Hints for working Floral Bucks Point Lace

Bucks Point is a delicate lace worked in fine thread with the design outlined in a thicker gimp thread. Many of the patterns, particularly the simpler ones, are geometric but Bucks Point is also known for its many beautiful floral designs. These can be a real test of a lacemaker’s skill and I think it is important to have a good understanding of geometric Bucks Point before attempting floral patterns.

The techniques used in geometric Bucks Point are well defined as there are a set number of pairs, each of which has a specific function to fulfil. Knowledge of these techniques is also needed for floral Bucks Point but also a feeling for, among other things, when and where pairs need to be added or removed in pattern areas, bringing pairs from the ground into pattern areas at the correct angle and vice versa, and linking pattern areas to the ground. Every pattern is different so there are no ‘one size fits all’ solutions to these difficulties and often more than one way of achieving the desired effect.

The hints here are suggestions only, not rules to be followed rigidly. Remember that most people will see your lace at a distance and not through a magnifying glass so don’t get too bogged down trying to get everything absolutely perfect. Aim for a good effect and flow. Old patterns shouldn't be ‘trued up’ too much — some irregularities can contribute to the effect of a pattern and removing them could spoil it. In old patterns, even geometric ones, pin-holes were sometimes moved from ‘true’ because this looked better.

Taking pairs from ground to pattern areas and vice versa

Pairs from the ground should come in and leave at the correct angle. Remember that in point ground the pairs lie above the ground pin-holes (one reason why it is sometimes difficult to tell exactly where you are!). Be prepared to work ground stitches without pins beside pattern areas to avoid large holes. Where a ground pair joins a pattern area and is left out again immediately, one of the methods shown below may give a better result than simply working ‘stitch, pin, stitch’ with the weaver.

Left: The ground pair is simply linked round the weaver — no stitch is worked. Centre: The ground pair and weaver change places by working a cloth stitch within the gimp. Right: The ground pair and weaver work a ground stitch without a pin outside the gimp.

Working pattern areas

Try to keep the weaving even and at right angles to the footside (or footside equivalent in motifs). Add pairs as necessary to fill out the cloth stitch. If you're wondering whether or not to add a pair, you probably need one. It's usually better to add a pair or two extra than to try to manage with too few but do not make the cloth stitch too solid. In her Bobbin Lace Manual Geraldine Stott says “Aim for muslin not sheets: we want to see individual threads not a solid mass.”, a good guide. Gentle tensioning will help to keep the threads spread evenly.

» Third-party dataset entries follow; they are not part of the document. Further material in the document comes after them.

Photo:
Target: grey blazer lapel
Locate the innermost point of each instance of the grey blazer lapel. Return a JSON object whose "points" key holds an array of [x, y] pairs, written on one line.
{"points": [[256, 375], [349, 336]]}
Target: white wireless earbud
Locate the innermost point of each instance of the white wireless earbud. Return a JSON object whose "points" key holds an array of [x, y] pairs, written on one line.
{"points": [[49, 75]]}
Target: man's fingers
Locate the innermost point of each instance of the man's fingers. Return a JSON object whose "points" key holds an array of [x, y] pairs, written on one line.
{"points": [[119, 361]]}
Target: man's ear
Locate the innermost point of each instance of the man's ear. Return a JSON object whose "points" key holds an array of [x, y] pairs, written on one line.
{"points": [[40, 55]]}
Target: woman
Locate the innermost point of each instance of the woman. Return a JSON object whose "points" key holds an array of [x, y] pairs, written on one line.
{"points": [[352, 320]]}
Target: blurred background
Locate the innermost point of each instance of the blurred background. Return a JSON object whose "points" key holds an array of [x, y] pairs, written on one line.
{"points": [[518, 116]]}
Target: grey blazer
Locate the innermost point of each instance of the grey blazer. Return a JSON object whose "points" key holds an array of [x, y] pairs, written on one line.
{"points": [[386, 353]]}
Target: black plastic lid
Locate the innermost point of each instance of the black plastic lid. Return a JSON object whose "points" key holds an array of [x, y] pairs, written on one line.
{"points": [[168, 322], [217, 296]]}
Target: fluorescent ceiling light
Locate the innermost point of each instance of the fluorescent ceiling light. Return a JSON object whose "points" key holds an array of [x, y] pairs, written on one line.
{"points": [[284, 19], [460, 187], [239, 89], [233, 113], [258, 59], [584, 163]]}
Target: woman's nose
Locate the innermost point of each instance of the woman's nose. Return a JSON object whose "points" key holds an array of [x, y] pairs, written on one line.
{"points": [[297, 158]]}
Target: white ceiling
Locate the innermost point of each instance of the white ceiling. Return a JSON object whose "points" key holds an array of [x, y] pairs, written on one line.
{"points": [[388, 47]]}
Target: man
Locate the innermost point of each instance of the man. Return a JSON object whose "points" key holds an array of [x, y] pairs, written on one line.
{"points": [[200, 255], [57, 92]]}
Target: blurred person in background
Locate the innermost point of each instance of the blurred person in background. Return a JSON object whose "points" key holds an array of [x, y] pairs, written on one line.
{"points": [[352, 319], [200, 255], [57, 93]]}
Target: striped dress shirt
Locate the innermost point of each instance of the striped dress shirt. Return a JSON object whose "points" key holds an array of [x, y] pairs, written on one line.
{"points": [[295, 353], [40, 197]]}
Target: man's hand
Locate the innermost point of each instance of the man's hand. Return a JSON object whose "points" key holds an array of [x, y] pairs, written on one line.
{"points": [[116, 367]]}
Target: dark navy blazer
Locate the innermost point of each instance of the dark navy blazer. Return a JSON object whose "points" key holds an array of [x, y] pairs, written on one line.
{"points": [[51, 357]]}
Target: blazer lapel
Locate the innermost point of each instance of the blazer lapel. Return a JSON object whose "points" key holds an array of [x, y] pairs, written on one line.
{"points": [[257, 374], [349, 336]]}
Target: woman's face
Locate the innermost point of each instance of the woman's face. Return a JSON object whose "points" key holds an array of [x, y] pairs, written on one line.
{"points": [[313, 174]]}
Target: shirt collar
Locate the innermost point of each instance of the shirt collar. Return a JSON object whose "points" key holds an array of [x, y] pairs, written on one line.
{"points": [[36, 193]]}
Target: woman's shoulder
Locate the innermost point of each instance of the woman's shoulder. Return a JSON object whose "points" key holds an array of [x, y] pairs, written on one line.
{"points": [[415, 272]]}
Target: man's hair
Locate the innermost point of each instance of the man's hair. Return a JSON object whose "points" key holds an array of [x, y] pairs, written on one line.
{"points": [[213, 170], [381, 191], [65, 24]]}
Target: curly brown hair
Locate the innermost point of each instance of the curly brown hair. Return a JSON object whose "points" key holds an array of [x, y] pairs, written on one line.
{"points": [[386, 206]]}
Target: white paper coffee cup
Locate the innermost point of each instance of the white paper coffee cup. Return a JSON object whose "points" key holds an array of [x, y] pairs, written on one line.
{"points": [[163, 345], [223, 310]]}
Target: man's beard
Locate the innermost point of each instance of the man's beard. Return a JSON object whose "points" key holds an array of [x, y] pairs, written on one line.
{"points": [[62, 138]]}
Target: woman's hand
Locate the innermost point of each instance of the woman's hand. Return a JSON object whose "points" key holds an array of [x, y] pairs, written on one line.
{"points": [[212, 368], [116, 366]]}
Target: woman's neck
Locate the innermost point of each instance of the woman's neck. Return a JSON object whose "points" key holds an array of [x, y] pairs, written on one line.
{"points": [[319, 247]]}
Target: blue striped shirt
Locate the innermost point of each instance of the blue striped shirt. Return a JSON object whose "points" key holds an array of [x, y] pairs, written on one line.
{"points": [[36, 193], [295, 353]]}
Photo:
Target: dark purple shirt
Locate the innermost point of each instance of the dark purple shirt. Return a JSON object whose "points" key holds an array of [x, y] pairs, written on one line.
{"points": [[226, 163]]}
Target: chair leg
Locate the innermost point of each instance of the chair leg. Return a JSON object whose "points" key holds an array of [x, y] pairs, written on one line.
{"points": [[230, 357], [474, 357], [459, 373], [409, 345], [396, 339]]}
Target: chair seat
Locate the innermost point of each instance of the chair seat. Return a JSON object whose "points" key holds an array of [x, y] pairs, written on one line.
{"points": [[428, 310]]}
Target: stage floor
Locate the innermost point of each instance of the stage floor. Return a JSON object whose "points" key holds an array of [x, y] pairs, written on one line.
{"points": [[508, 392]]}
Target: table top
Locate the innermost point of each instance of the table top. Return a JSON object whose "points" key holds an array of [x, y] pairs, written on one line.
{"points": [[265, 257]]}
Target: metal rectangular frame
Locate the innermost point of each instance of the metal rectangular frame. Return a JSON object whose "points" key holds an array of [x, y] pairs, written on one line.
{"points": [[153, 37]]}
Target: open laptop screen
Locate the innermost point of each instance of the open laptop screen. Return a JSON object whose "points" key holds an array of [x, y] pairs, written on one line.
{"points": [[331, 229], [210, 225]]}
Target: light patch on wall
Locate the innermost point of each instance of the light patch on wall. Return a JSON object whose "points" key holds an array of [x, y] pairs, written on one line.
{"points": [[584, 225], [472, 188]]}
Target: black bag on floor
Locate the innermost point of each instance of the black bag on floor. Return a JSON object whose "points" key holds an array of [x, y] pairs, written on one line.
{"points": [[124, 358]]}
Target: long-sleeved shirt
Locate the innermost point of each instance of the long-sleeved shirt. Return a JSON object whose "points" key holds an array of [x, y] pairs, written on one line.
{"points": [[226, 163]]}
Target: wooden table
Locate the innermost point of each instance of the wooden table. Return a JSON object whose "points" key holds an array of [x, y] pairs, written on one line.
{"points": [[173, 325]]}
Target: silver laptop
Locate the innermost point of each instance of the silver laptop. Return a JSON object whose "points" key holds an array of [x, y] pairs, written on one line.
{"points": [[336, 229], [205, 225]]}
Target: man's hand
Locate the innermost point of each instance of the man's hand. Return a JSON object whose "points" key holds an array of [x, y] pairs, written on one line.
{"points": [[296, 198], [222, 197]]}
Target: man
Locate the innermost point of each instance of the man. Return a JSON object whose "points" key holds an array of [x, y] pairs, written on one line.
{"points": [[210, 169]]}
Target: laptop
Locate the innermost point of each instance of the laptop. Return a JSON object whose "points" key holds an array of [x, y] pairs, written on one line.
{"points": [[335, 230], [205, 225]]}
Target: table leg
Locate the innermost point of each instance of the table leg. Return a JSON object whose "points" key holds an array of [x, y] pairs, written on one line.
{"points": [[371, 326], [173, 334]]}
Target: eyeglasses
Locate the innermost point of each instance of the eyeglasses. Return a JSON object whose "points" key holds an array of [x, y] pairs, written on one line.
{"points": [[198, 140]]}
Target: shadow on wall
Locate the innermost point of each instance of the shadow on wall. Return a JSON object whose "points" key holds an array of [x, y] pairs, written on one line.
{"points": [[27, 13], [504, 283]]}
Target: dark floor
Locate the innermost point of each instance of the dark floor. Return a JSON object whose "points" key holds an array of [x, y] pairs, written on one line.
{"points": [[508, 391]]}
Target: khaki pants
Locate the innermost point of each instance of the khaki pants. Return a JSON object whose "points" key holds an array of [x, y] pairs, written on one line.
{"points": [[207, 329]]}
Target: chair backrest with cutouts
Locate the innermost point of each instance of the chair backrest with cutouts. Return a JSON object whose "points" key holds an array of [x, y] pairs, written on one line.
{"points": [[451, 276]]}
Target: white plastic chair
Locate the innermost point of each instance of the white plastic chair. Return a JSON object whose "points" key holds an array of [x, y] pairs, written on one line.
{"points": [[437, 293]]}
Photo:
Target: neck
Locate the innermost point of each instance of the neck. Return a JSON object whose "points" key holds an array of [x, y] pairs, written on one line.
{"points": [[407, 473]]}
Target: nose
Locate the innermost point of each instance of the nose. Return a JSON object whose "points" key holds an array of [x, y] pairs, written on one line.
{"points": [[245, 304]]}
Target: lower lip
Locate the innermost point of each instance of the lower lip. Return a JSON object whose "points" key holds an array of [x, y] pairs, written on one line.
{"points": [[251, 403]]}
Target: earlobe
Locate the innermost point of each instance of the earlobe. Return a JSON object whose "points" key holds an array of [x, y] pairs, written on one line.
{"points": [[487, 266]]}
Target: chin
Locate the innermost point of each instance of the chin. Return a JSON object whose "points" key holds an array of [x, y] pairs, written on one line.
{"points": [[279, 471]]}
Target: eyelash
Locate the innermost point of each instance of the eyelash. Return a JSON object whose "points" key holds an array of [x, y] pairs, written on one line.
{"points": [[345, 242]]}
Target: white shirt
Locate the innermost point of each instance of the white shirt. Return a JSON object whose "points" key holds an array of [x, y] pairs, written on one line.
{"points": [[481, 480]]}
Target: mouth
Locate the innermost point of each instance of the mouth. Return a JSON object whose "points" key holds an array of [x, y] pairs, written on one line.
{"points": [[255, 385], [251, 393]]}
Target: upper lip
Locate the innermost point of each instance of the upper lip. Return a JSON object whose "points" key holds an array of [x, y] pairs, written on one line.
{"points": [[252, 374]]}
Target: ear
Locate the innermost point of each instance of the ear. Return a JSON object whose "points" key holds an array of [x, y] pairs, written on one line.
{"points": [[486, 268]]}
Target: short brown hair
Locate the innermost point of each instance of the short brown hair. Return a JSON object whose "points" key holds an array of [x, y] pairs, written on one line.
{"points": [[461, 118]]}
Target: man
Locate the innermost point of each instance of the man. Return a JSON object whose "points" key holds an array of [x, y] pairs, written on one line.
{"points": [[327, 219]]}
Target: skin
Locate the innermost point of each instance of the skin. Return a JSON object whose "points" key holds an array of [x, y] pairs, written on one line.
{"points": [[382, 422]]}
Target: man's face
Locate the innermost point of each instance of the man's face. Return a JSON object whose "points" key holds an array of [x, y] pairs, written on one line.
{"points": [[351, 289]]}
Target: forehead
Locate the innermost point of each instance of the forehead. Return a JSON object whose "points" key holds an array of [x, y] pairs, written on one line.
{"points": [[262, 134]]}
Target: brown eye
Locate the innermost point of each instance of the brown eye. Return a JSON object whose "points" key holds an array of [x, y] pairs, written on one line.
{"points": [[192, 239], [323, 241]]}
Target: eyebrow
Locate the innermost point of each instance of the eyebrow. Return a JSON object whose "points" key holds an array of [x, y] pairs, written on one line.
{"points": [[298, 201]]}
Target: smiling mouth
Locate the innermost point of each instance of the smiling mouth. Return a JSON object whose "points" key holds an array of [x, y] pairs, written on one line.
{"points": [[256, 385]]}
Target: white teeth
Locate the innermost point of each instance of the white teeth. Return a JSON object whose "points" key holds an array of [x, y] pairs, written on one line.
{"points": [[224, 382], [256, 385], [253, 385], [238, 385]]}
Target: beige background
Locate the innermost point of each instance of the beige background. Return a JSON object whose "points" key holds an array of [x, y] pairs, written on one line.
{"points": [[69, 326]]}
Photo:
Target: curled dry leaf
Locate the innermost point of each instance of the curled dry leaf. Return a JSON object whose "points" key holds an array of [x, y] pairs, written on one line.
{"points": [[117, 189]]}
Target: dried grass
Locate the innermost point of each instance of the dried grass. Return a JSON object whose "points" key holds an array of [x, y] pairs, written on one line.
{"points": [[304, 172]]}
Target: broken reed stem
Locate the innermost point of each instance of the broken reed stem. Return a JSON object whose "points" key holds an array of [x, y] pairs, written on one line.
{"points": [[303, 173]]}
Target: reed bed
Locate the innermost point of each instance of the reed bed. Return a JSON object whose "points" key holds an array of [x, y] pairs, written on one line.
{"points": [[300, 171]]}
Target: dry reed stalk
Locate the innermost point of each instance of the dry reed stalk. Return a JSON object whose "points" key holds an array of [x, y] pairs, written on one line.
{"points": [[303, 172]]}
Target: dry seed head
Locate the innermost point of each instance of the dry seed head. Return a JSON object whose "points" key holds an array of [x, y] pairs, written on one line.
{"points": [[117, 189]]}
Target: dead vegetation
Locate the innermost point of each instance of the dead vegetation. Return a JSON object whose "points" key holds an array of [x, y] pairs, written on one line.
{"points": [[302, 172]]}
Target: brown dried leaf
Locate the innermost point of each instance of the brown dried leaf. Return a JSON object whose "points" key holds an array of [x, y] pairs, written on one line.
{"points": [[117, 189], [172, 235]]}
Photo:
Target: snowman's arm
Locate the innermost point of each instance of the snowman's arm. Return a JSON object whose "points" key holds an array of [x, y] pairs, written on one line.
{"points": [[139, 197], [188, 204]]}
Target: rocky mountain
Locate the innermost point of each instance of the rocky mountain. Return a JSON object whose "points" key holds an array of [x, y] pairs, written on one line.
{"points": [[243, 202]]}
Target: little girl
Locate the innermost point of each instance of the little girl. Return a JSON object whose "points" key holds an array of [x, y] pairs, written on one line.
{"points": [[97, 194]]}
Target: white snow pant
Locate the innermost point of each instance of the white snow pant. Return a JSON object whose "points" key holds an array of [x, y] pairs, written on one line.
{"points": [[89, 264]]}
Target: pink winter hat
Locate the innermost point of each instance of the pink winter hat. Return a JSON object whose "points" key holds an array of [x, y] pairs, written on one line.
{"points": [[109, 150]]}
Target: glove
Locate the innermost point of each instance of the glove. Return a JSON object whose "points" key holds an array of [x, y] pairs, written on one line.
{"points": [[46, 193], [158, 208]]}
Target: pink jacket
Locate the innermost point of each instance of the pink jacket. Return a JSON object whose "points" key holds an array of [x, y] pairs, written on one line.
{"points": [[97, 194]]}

Pairs can be added at a pin, over the gimp (be careful not to pull the gimp out of shape) or as false picots — useful if you run out of headside passive pairs to make picots and/or take into pattern areas. Make sure that enough pairs are left out at the edge of pattern areas to work the surrounding ground. Sometimes it may be better to add a pair to work a ground stitch rather than take a pair out from the cloth stitch.

Pairs can be removed by turning them back from cloth stitch areas (do this when the cloth stitch starts to get too dense). They can also be removed by carrying them with a gimp or taking them into headside passives until they are needed again or can be discarded.

Gimp and nook pins

The gimp should be a soft thread that will flow round complicated pattern areas easily. It should also be considerably thicker than the main thread. I have found that eight strands of the main thread wound together make a very satisfactory gimp. Where the gimp dips inwards work nook pins in order to hold it in place — take a pair outside the gimp, place the pin and either twist the pair or work a stitch before taking it back inside the gimp.

1. The weaver pair is taken outside the gimp and returns as weaver. 2. The weaver pair works a stitch with a passive pair outside the gimp. 3. The weaver pair is taken outside the gimp and returns as a passive. 4. A passive is taken outside the gimp and returns as a weaver.

In some cases where the gimp dips downwards or upwards into a pattern area, the nook pin is used twice — once working a stitch and once to hold the gimp in place.

Gimp dipping downwards: 1. The nook pin is placed outside the gimp, the gimp taken round to the right and a new section is started. 2. The weaver pair from the right works a stitch with the weaver pair from the left (now a passive) and the pin is replaced inside the gimp.

Gimp dipping upwards: 1. A stitch is worked at the nook pin and the right-hand section is finished. 2. The gimp is brought around and the nook pin is replaced between the gimp and the passive pair which becomes the weaver for the left-hand section.

I owe a debt of gratitude to Catherine Channer, Doreen Wright, Marjory Carter, Pamela Nottingham and many other lacemakers from whom I have learnt what I know about Bucks Point lace.